I think at this point it would be worthwhile for Pentecostals to draw some lessons from the experience of others, while at the same time highlighting some differences too. I dealt with this issue from a more general Evangelical perspective two years ago, but some more thoughts are as follows:
The Christian sexual ethic is non-negotiable. People find this difficult because they think that Christianity is a popularity contest, and since we live in a society where people are defined by what they do with their genitals and how often they do it, we must go with the flow to survive. But Our Lord and his Apostles laid down a standard which is really higher than the one we see counselled in our churches; we either have to make a serious attempt to live it (I'm not talking about politics at this point) or stop professing and calling ourselves Christians.

Don't obscure the issues with gaudy rhetoric. In the Anglican world that means the infamous "Anglican fudge," and I've called that out more than once. The Anglicans have tried to paper over their differences with it, and it hasn't worked. In the Pentecostal world we see a similar thing where people adopt a "spiritual" form of rhetoric, which obscures the substance (or lack of it) of what they are really saying and what they really believe. In addition to opening oneself up to the charge of being duplicitous, this kind of thing only delays getting to the bottom of the issue, it doesn't avoid it.

Don't let academia rule the waves. I grazed over this issue from a Roman Catholic perspective in my review of Christ Among Us. Their idea was that seminary academics would work to redefine the doctrines of the church. Needless to say, that got a smackdown under Pope John Paul II, much to the relief of the #straightouttairondale crowd. I've seen the same idea unspoken (usually, sometimes verbalised) by many Pentecostal seminary academics, and some of these are in turn in the SPS. But that's not the job of the academy, and that comes from a PhD holding academic. The primary job of the academy is to train our future ministers to be effective preachers and stewards of the Gospel. Irrespective of the serious authority issues in Pentecostal churches, there is no Biblical sanction for moving that to the academy.

Don't let academia waive the rules, either. One lesson from the Episcopal Church's experience that bears repeating is that their drift from orthodox Christianity began in their seminaries with the introduction of "higher criticism" and other new ideas that undermined the faith of the church. By the time of the critical moment in the 1960's, the church folded when confronted with the likes of James Pike. That process is much slower in Pentecostal churches because, overall, the educational level of our ministers is lower than that in Anglicanism (as is the case with the laity, that's the preferential option of the poor in action.) But it's something that need not be ignored.

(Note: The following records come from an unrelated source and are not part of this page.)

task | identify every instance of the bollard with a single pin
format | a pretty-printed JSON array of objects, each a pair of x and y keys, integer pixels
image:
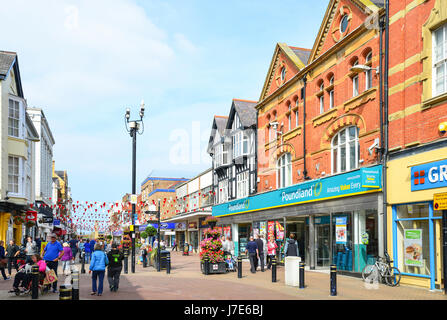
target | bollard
[
  {"x": 83, "y": 262},
  {"x": 64, "y": 292},
  {"x": 274, "y": 269},
  {"x": 239, "y": 266},
  {"x": 207, "y": 265},
  {"x": 168, "y": 263},
  {"x": 333, "y": 280},
  {"x": 302, "y": 275},
  {"x": 35, "y": 283},
  {"x": 75, "y": 285},
  {"x": 126, "y": 261}
]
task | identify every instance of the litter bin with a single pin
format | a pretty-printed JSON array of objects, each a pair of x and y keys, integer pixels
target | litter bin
[{"x": 292, "y": 271}]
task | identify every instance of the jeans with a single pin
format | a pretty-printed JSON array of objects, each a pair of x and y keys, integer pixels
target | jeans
[
  {"x": 12, "y": 261},
  {"x": 253, "y": 261},
  {"x": 98, "y": 275},
  {"x": 53, "y": 266},
  {"x": 113, "y": 276}
]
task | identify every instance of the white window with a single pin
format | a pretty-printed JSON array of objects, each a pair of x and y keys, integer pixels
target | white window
[
  {"x": 242, "y": 185},
  {"x": 14, "y": 118},
  {"x": 345, "y": 150},
  {"x": 14, "y": 176},
  {"x": 440, "y": 61},
  {"x": 284, "y": 170},
  {"x": 321, "y": 104},
  {"x": 368, "y": 73},
  {"x": 331, "y": 99}
]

Don't be an institutionalist. This cuts both ways. One of the perennial frustrations I have with the ACNA is its fixation on being in communion with Canterbury. The recent Church of England synod should put paid to that obsession, but I wouldn't count on it. They have the chance to both make a gain for orthodoxy and to break a racist-colonialist structure by making GAFCON the "real Anglican Communion," but they can't bring themselves to do it. OTOH, it is silly (and dangerous in the current circumstance) for people to insist that the institutions they work for accept their idea just because they have it and it looks trendy. As I noted in this piece, it's their institution, not yours; deal with it.

I hate to see this issue come to haunt Pentecostal churches, but I guess in my gut I felt it would sooner or later. As I said before:

Before he went to trial, suffering, crucifixion and death, Our Lord exhorted his disciples in this way: "I have spoken to you in this way, so that in me you may find peace. In the world you will find trouble; yet, take courage! I have conquered the world." (John 16:33 TCNT) That has not changed. Neither should our response.